Vertos Medical Inc. is looking to better quantify the improvements that are seen when patients with lower back problems use its products.
The Aliso Viejo-based medical device company, formed in 2005, develops minimally invasive treatments for lumbar spinal stenosis (LSS), the narrowing of the spinal canal.
Patients suffering from spinal decompression issues experience pain, weakness or numbness in their legs and lower backs, which limits their ability to stand and walk. The degenerative condition typically affects people 60 and older.
The typical lumbar spine surgery removes a layer of the vertebrate to create more space for the nerves. Vertos’ product works the same way, but does it less invasively via removing “the cause of the stenosis through a portal of the size of a baby aspirin,” the company said in a statement.
The company notes that its technology “requires no implants, no general anesthesia, no stiches and no overnight hospital stay.” The procedure received Food and Drug Administration clearance in 2006.
Nonsurgical treatments for LSS include medications, posture management, stretching and exercise.
The Vertos procedure has been performed on more than 20,000 patients and analyzed in more than 13 clinical studies, according to the company, which in mid-2017 raised $28 million in funding.
The latest study, announced this month, aims to add more quality-of-life data that result from the procedure.
The “randomized controlled study will use clinically validated, patient-reported outcome measures to identify improvements in pain and function, and will capture objective measures of participants’ activity levels using Fitbit activity trackers,” the company said in a statement.
The two-year study will enroll patients aged 50 to 80, and “will provide important data to help physicians and patients make early treatment decisions for LSS sufferers,” it said.
The first patient for the study was enrolled at Michigan Interventional Pain Center in Brownstown, Mich.
Chief Executive Eric Wichems said the new study “will provide powerful real-world, quality of life data.”
Investors in the company include MVM Life Science Partners LLP, Leerink Revelation Partners, Pitango Venture Capital, ONSET Ventures and Aweida Venture Partners.
People
• Hancock Jaffe Laboratories Inc. (Nasdaq: HJLI) refreshed its board this month with the addition of three independent directors: Drs. Francis Duhay and Sanjay Shrivastava, and Marc Robins.
The Irvine-based company makes bioprosthetic devices used to treat patients with cardiovascular diseases. It went public this year, raising $7.5 million in an initial public offering.
Duhay, a trained cardiac and thoracic surgeon, served as chief medical officer of Irvine-based heart valve maker Edwards Lifesciences Corp. (NYSE: EW) from 2012 to 2016. He led medical and clinical affairs for transcatheter and surgical heart valves at Edwards, which is Orange County’s largest public company, with a market value of about $30 billion.

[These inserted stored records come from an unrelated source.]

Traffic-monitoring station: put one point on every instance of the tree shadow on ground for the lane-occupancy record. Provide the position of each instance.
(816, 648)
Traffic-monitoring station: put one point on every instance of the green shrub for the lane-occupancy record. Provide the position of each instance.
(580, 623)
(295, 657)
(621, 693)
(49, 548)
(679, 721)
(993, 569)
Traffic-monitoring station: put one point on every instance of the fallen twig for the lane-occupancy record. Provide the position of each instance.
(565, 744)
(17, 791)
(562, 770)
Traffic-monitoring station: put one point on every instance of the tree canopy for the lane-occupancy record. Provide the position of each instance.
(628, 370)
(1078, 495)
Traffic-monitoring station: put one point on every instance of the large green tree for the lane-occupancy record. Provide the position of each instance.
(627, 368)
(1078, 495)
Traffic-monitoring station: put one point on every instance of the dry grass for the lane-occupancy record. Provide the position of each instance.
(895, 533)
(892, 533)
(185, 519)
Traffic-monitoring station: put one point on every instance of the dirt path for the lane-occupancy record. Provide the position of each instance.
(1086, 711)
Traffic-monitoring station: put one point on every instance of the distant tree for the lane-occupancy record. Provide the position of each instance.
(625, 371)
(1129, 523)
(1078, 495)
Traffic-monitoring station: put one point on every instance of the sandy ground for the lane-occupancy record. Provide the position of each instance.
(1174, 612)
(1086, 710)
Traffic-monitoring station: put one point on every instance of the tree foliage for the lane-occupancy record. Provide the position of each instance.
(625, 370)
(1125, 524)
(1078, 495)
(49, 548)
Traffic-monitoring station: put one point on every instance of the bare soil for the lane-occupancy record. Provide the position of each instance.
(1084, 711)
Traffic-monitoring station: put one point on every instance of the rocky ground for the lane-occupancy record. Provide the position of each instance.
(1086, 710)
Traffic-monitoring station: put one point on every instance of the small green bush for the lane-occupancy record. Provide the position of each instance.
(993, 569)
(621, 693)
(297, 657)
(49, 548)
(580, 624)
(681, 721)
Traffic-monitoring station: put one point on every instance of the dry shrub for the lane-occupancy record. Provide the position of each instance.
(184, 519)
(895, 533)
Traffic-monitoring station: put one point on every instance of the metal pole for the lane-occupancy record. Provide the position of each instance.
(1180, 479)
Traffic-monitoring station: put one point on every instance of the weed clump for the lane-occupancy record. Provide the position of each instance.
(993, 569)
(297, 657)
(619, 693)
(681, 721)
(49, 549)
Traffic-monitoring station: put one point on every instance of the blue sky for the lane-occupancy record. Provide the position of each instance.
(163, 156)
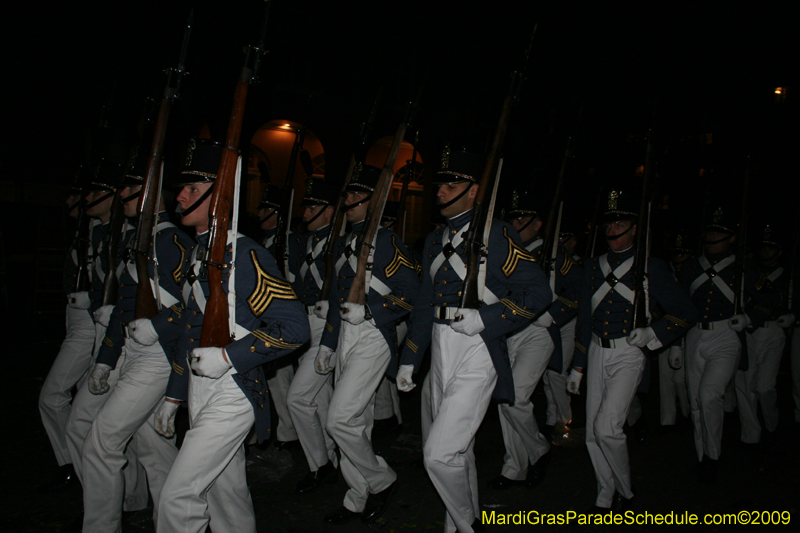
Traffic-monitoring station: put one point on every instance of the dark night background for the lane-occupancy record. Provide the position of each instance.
(600, 73)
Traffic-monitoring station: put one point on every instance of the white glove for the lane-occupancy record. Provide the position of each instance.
(675, 358)
(574, 382)
(353, 313)
(322, 364)
(469, 323)
(142, 331)
(98, 379)
(545, 321)
(79, 300)
(739, 322)
(210, 362)
(321, 309)
(165, 417)
(405, 382)
(641, 337)
(102, 315)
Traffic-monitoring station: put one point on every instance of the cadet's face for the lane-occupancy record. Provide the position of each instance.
(72, 200)
(768, 254)
(102, 209)
(187, 197)
(271, 222)
(619, 228)
(130, 208)
(358, 213)
(448, 191)
(321, 221)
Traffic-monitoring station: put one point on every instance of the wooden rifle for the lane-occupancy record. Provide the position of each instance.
(287, 201)
(639, 268)
(372, 220)
(81, 247)
(411, 166)
(338, 213)
(149, 198)
(481, 214)
(216, 330)
(553, 227)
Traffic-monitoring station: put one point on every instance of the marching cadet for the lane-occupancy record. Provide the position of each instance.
(559, 408)
(365, 341)
(387, 400)
(280, 374)
(124, 412)
(74, 356)
(86, 404)
(310, 393)
(671, 370)
(530, 349)
(713, 347)
(469, 358)
(756, 385)
(614, 350)
(224, 385)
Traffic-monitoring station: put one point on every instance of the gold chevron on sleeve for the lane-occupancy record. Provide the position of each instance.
(176, 274)
(515, 255)
(272, 342)
(400, 302)
(568, 262)
(515, 309)
(568, 303)
(267, 289)
(678, 321)
(399, 260)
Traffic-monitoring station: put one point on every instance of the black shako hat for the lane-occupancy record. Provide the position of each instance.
(201, 163)
(459, 166)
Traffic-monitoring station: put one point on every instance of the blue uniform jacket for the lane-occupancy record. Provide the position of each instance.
(393, 265)
(306, 286)
(613, 317)
(512, 276)
(173, 247)
(266, 306)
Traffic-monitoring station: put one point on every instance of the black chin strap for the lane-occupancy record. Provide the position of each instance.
(324, 207)
(348, 207)
(274, 212)
(100, 200)
(615, 237)
(182, 213)
(454, 200)
(131, 197)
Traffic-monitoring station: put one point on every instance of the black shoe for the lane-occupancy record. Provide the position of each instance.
(64, 478)
(340, 516)
(385, 426)
(503, 483)
(288, 445)
(76, 526)
(707, 470)
(377, 503)
(537, 472)
(477, 526)
(315, 480)
(620, 504)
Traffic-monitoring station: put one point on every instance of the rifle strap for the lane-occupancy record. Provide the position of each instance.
(310, 263)
(712, 273)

Shrivastava, an 18-year medical device veteran who has chief executive experience at several medical device startup companies, was director of global marketing of Medtronic PLC’s cardiac and vascular group until June of last year.
Robins is currently the fund manager at Crown Capital Management LP, a new micro-cap and small-cap fund he started in July.
The additions bring Hancock Jaffe’s board up to five members, including Chairman Yury Zhvillo and Chief Executive Robert Berman.
They replaced board members who resigned at the start of the month; reasons for their departures were not disclosed.
Hancock Jaffe has three clinical-stage product candidates, including CoreoGraftO, which is intended to be used for coronary artery surgery for pediatric patients.
It has about a $35.8 million market cap.
• Ophthalmic drug maker Allegro Ophthalmics LLC promoted Vicken Karageozian to the president and chief executive roles at the San Juan Capistrano-based company. He was previously chief medical officer.
He succeeded his father, co-founder Hampar Karageozian, who was named executive chairman.
Versant Ventures Management LLC’s Bill Link, who joined the company’s board two years ago, said Vicken’s “clinical development expertise and experience working with private and institutional investors will position Allegro for future success.”
The new chief executive will prepare the company for the next key milestone, starting third-phase clinical trials of lead drug candidate Luminate in patients with diabetic macular edema.
Allegro is also studying the drug’s use in dry age-related macular degeneration. It raised $10.7 million in funding in 2017.